Adobe's free web tool offers a color wheel interface with multiple harmony rules:

  • Analogous, Complementary, Triadic, Split-Complementary, and more
  • Extract themes from uploaded images
  • Accessibility tools — check contrast ratios against WCAG standards
  • Saves directly to your Creative Cloud libraries if you have an account

Adobe Color is especially powerful when integrated with Photoshop and Illustrator workflows.

3. Paletton (paletton.com)

Paletton takes a more technical, wheel-based approach. It's ideal for designers who want to understand why colors work together, not just which ones do. You set a base hue and explore adjacent color relationships visually. A built-in preview mode lets you see the palette applied to a website or app mockup in real time.

4. Muzli Colors (colors.muz.li)

Muzli Colors lets you start with a single HEX value and instantly generates palettes based on different color models. It also provides palette preview across UI scenarios — a great way to judge whether a palette feels right in context before committing.

5. ColorHunt (colorhunt.co)

ColorHunt is a curated, community-driven library of 4-color palettes. You can browse by:

  • Trending, Popular, Random, or New
  • Tags like "Pastel", "Dark", "Vintage", "Retro", "Neon"

It's excellent for quick inspiration when starting a new project without a defined direction yet.

6. Khroma (khroma.co)

Khroma uses AI to learn your color preferences. After you select 50 colors you like, it generates personalized palette suggestions for text, gradient, poster, and image contexts. It feels like having a color assistant that gets your aesthetic over time.
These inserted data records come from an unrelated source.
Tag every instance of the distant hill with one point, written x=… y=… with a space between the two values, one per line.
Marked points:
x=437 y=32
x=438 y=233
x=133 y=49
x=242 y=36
How to Choose the Right Tool for the Job

NeedBest Tool
Quick random paletteCoolors
Color theory-based paletteAdobe Color / Paletton
Extract palette from imageCoolors / Adobe Color
Browse curated palettesColorHunt
AI-personalized suggestionsKhroma
UI/UX context previewMuzli Colors

Pro Tips for Using These Tools

  • Start with one dominant color that reflects the brand's personality, then use tools to build outward.
  • Always check accessibility: Use Coolors' or Adobe Color's contrast checker to ensure text remains readable.
  • Export swatches in your preferred format and import into Photoshop to keep your palette locked and consistent.
  • Limit your working palette to 3–5 colors. More is rarely better in design.

Final Thoughts

Each of these tools is free, regularly updated, and trusted by professional designers worldwide. Keep a few bookmarked and rotate between them depending on your project's needs. The right color palette isn't just decoration — it's communication.